To do so, the first-term senator has backed several bills that reduce America’s reliance on China for the production of pharmaceuticals and other key manufacturing and voted in favor of delisting foreign companies from U.S. exchanges if they fail to comply with audit requests for three years. She has also voted in favor of numerous other bills that toughen the U.S. stance against Beijing. Collins, however, argues that Loeffler has a different view when it comes to her own bank account.

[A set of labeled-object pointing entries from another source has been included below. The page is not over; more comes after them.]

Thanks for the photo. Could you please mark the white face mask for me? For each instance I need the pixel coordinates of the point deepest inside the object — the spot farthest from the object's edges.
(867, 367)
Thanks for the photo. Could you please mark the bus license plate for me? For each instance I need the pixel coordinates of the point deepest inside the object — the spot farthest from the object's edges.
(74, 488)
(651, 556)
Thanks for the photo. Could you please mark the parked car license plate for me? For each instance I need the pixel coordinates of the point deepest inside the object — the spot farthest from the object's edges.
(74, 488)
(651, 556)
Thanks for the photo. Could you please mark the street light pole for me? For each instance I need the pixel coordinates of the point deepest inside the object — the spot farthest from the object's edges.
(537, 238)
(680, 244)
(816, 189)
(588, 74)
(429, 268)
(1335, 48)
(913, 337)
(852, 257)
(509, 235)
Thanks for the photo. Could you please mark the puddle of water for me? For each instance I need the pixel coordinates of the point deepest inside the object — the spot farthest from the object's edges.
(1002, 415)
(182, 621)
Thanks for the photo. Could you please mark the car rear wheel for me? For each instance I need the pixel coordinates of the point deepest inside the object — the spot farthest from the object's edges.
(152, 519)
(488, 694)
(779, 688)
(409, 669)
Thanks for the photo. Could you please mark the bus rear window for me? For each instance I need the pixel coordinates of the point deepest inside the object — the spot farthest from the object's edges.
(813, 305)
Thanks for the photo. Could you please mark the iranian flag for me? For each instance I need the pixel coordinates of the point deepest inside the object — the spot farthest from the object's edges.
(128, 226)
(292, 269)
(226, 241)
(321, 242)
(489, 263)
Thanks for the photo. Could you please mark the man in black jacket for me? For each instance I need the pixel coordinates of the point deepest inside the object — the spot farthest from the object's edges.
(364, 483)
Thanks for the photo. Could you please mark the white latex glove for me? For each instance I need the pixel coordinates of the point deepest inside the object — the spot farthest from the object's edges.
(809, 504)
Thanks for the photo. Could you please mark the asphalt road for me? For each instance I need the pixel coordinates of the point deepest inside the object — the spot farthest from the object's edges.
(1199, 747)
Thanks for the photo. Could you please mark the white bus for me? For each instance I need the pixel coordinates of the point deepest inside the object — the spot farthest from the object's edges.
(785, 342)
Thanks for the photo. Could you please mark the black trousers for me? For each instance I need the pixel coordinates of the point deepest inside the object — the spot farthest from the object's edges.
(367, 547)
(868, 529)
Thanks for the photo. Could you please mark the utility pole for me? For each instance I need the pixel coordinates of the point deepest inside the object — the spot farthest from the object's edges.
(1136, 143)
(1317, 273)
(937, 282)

The incumbent senator is “talking about holding China accountable, but yet when she actually has the ability to do so, which is her husband and all delisting 10 state-owned Chinese companies from the New York Stock Exchange, they refuse,” he said. Loeffler’s husband, Jeffrey Sprecher, is the founder and CEO of NYSE parent Intercontinental Exchange. The NYSE is the only U.S. exchange to list companies in which the China Communist Party owns a stake of at least 30%. Those 10 companies command more than $400 billion of market value.Collins told Fox News that if Loeffler were serious about “holding China accountable,” she would cosponsor the COVID-19 Accountability Act that he introduced in the House and Republican South Carolina Sen. Lindsey Graham brought up in the Senate.

The bill calls for Chinese companies that are owned by the CCP to be delisted from U.S. stock exchanges, choking access to U.S capital markets. Collins' opponent points out that the case isn't that simple. "While Senator Loeffler has been fighting every day to hold China accountable, Doug Collins has been holding up a bill in the House -- passed by the Senate -- that would delist Chinese companies,” said Loeffler communications director Stephen Lawson. “Why is he covering for them?" In addition to introducing the COVID-19 Accountability Act, Collins has also backed a number of other actions against Beijing. China has to be able to “work on this world stage and in their trade policy, especially from a Georgia perspective, they've got to have trade policies for agriculture and other things that actually work for both sides,” he said.